Le trio d’acteurs principaux du film que sont Feng Fei-fei, Kenny Bee et Anthony Chan était déjà présent dans Cute Girl. Le triangle amoureux qu’ils développent en osmose est criant de vraisemblance, dans ce Taïwan de 1981 pourtant si peu enclin, sous la loi martiale, à faire le portrait d’une femme au centre de ce trio capable d’entamer deux relations en même temps. Bien que vedettes en vogue de la chanson, ce qui gêne Hou de base, tous trois se montrent particulièrement convaincants, dans leur prestation chaleureuse de jeunes adultes en quête d’une place dans cette société mondialisée évoluant à toute vitesse. La modernisation de l’île de Formose, régie par un capitalisme vertigineux tel que vu dans Taipei Story et The Terrorizers, s’incarne d’ores et déjà dans le personnage de Feng Fei-fei, qui en tant que femme active, a pour objectif de voyager en Europe. Il s’agit là des prémices de la thématique emblématique de la nouvelle vague taïwanaise, même si le bonheur que ressent le personnage de Feng Fei-fei à cette ouverture est inverse à la psychose présente dans les films d’Edward Yang. Le film de Hou agit par petites touches sur plusieurs sujets visionnaires, c’est cela qui fait son intérêt intellectuel, une qualité qui s’ajoute à sa douceur ambiante.

L’intrigue, écrite en solo par Hou Hsiao-hsien, se développe avec le meilleur naturel, montrant ainsi l’existence même du réalisme qu’il recherchera, par sa crédibilité et contre la pression du système de production sous l’égide du Kuomintang. Réalisme et engagement sont déjà bel et bien présents dans Cheerful Wind, rappelant ainsi que les comédies romantiques de Hou ne sont pas les croûtes que lui-même désavoue. Elles sont la manifestation d’un artiste en devenir, composant dans une émulation créative favorable, légèrement en avance de la nouvelle vague taïwanaise.

L’édition de Carlotta Films :

Le Master : Cheerful Wind n’existait jusqu’à récemment au mieux dans de pitoyables copies de DVD taïwanais aux couleurs défraichies ; la restauration du Taiwan Film Institute lui a fait le plus grand bien, lui redonnant ses couleurs chatoyantes. Le master de Carlotta donne toute sa mesure à la restauration, à travers une image tout à fait nette et un rendu profond des couleurs.

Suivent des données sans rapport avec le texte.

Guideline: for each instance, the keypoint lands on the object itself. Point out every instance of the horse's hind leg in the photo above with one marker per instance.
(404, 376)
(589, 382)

Le film vu par Jean-Michel Frodon (12 minutes) : Jean-Michel Frodon, commentateur incontournable de la nouvelle vague taïwanaise, revient brièvement sur la carrière précoce de Hou et ce que représentent les trois comédies romantiques du réalisateur dans sa carrière. Il rappelle qu’elles ne représentent ni les œuvres majeures du cinéastes, ni des pièces honteuses de sa filmographie. Frodon insiste sur l’ensemble des premières années de la décennie 1980 pour situer l’œuvre de Hou, notamment ce que représenteront les films L’Homme Sandwich et Les Garçons de Fengkuei. Il cite une nouvelle fois les proches collaborateurs de Hou, à savoir le chef opérateur Chen Kun-hou et l’écrivaine et scénariste Chu Tien-wen. Il revient enfin sur Kenny Bee et Feng Fei-fei, loue leurs qualités de comédiens bien qu’étant considérés à l’époque comme des vedettes de la chanson avant toute autre chose. Les bonus de Carlotta sont produits de longue date par la structure Allerton Films, qui a achevé de peaufiner son style de montage, avec l’apparition fluide et percutante de cartons, séquences et extraits pour agrémenter le propos de Frodon.

Module de restauration (2 minutes) : Bien que le travail de restauration du Taiwan Film Institute soit conséquent et absolument louable, ces modules de comparaison représentent un intérêt modéré car la « copie de départ » qui est montrée n’a jamais et n’aurait jamais été exploitée en l’état. Ici, elle est toute verte, sans plus aucune couleur, et aucun DVD n’est sorti avec une copie de ce genre. Reste le travail sur le nettoyage des éclats et des traces d’usure de la pellicule, qui lui vaut la peine d’être comparé (la copie finale n’en comporte plus aucune).

Maxime Bauer.

Cheerful Wind de Hou Hsiao-hsien. Taïwan. 1981. Disponible en Blu-ray et DVD chez Carlotta Films le 25 août 2021.